Da capo Thuringia

Parteienlandschaft (Symbolbild)

Ich sage ja schon lange, dass die Gruppe der Berufspolitiker bürgerverdrossen ist. Das kommt wohl daher, dass der Bürger im Alltagsgeschäft der Parlamentarier schon lange keine hervorragende Rolle mehr spielt.

In dem beschaulichen Land der Märchen und Wälder namens Thüringen fehlt zudem weitgehend der grenzüberschreitende Kontakt. Alle Parteizentralen sind weit weg. Man ist für sich allein und ist stolz darauf. Man zieht sogar eigenmächtig Grenzen nach rechts und links, gleichgültig, was das bedeutet. Kontakte zu aufdringlichen Rechtsradikalen sieht man eigenwillig und mit gewagter Interpretation. In dieser Gegend können schon mal Phantasie und Wirklichkeit eine unselige Verbindung eingehen, ohne dass man es zunächst so recht merkt. Und plötzlich zieht man einen Prinzen aus dem Brunnen, der dann ohne Hofstaat ungelenk da rumsteht.

Für den gut reflektierten Politiker, den gibt es als Minderheit sicher auch in Thüringen, ist sofort klar, dass man mit so einem als Ministerpräsidenten nichts anfangen kann. Für ihn ist aber auch klar, dass er seine Rechtfertgungsressourcen und das gelernte Gutreden aktivieren muss, um den maximalen Schaden zu vermeiden.

Die öffentliche Berichterstattung ist da allerdings schon weiter und bestimmt binnen weniger Stunden den Diskurs um Ursache und Folgen einer moralisch missglückten Wahl zum Ministerpräsidenten. So wandeln dann auch über Nacht gutmütige Politiker ihre Ansicht und erwarten eine Schadensbegrenzung, in dem sie explizit von Rücktritt und Neuwahlen reden.
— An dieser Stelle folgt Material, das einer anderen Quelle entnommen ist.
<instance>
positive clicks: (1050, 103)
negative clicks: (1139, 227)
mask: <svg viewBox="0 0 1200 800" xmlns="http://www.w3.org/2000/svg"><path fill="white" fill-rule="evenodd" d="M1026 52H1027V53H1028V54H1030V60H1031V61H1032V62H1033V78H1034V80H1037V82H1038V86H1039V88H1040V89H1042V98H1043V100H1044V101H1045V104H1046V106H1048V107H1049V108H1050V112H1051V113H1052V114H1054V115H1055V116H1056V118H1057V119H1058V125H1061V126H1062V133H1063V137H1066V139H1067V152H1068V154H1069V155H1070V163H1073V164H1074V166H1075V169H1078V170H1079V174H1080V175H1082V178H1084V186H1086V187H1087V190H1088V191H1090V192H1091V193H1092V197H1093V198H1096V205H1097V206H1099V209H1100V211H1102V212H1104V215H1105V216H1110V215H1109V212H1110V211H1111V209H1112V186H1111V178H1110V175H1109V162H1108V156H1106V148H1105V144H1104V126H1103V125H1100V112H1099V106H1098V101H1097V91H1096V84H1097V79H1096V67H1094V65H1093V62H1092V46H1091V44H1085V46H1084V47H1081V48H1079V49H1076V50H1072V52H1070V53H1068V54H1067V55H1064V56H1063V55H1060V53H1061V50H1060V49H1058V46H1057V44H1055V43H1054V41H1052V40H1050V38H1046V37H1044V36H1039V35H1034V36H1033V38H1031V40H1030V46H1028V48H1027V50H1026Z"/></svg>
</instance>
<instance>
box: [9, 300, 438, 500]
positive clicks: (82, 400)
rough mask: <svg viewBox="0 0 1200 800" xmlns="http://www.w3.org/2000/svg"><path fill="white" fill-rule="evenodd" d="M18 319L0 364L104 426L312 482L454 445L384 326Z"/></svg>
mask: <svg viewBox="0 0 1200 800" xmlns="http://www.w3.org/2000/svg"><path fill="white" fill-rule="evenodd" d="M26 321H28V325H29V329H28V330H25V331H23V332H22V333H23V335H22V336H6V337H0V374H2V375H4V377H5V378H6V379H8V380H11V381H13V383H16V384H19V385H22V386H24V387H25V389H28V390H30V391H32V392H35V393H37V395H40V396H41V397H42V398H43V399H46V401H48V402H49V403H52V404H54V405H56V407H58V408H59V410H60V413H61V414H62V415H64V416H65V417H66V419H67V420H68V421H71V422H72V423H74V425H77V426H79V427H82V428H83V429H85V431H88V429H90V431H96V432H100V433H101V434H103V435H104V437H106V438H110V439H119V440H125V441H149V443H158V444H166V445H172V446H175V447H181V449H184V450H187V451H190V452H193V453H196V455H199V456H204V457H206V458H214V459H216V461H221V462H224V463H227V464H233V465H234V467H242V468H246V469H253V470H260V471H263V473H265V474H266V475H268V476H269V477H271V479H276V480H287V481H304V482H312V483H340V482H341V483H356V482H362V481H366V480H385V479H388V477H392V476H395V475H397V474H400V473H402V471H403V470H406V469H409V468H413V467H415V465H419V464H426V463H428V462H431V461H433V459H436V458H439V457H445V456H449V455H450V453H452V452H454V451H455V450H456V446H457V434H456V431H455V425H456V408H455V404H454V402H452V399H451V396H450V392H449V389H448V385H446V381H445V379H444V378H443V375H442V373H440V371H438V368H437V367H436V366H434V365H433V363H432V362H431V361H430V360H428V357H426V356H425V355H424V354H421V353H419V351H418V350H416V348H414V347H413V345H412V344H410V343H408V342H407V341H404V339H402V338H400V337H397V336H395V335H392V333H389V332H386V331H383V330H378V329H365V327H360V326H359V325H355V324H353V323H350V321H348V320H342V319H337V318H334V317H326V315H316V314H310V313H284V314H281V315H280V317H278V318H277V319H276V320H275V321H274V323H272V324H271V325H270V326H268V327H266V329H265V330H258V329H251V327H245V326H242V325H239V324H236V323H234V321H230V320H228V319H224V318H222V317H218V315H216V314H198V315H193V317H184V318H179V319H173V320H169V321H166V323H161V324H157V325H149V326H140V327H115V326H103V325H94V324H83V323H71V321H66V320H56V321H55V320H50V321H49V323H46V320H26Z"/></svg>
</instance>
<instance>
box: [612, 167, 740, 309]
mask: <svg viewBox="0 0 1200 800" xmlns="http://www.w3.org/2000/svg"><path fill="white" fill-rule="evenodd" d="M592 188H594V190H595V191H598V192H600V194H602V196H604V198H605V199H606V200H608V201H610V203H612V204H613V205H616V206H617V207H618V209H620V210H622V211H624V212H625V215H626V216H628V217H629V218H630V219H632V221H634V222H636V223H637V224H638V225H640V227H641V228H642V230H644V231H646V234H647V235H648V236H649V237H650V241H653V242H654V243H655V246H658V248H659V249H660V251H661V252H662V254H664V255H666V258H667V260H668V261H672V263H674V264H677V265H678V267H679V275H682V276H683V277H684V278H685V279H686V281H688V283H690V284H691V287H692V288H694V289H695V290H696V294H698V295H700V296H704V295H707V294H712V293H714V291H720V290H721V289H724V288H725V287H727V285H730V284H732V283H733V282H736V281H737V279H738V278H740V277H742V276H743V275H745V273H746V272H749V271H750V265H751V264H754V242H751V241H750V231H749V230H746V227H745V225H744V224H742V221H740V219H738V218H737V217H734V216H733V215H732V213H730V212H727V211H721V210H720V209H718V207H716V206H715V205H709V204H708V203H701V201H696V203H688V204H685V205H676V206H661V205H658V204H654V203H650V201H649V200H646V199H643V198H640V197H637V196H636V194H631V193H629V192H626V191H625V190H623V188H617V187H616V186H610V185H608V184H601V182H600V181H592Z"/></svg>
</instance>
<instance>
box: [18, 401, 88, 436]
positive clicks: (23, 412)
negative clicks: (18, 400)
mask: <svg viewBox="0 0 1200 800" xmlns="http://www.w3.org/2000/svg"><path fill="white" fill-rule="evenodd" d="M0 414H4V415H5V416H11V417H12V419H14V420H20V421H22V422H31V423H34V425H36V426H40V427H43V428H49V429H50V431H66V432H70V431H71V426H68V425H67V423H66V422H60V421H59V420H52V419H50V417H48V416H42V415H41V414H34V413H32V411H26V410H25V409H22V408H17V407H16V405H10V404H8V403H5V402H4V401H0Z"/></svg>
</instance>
Sie werden dabei angetrieben von protestierenden Bürgern, die so etwas wie einen gezeichneten Scheißhaufen mit gelben Punkten durch die Städte tragen und sie werden auch angetrieben von der Presse, die landauf, landab so etwas von Bombe, Erdrutsch, Dammbruch, Knall, Beben, Feuer, Finte, Sensation Eklat, Schock titelt.

Freilich wird das deutliche Bild von den Vorgängen durch die thüringischen Wälder stark gedämpft. Im dortigen Landtag meinen die, die den neuen Ministerpräsidenten aus der Traufe gehoben haben immer noch, sie würden den Souverän nur verantwortungsvoll vertreten, alle Anfeindungen seien unwürdig und der parlamentarische Weg sei per se unkritisierbar wie die Thüringer Rostbratwurst die sie wie im Schwur hoch halten.

Es wird also noch ein paar Tage dauern, bis sich Protagonisten und disziplinierte Mitläufer aus CDU und FDP – eventuell auch der AfD – beschämt in eine unbekannt Versenkung zurückziehen, bis sie wieder fürs Dschungelcamp gebraucht werden.

Wir brauchen offenbar solche demonströsen Shows und Zerwürfnisse mit allen Beteiligten auf der Welt in allen Ausuferungen, um aus Erfahrung zu lernen und es besser zu machen. Mich stimmt das alles hoffnungsfroh. Rechtsradikale Landgewinne sehe ich im zu erwartenden Ergebnis nicht. – Warten wir mal ab! Vielleicht erwächst daraus ja auch schon eine Lehre, die weitergeht: Bei den CDU-Ministerpräsidenten im Osten Deutschlands gibt es ja immer wieder Versuche, die AfD mit eigenen rechtsradikalen Plänen aus dem Rennen zu werfen.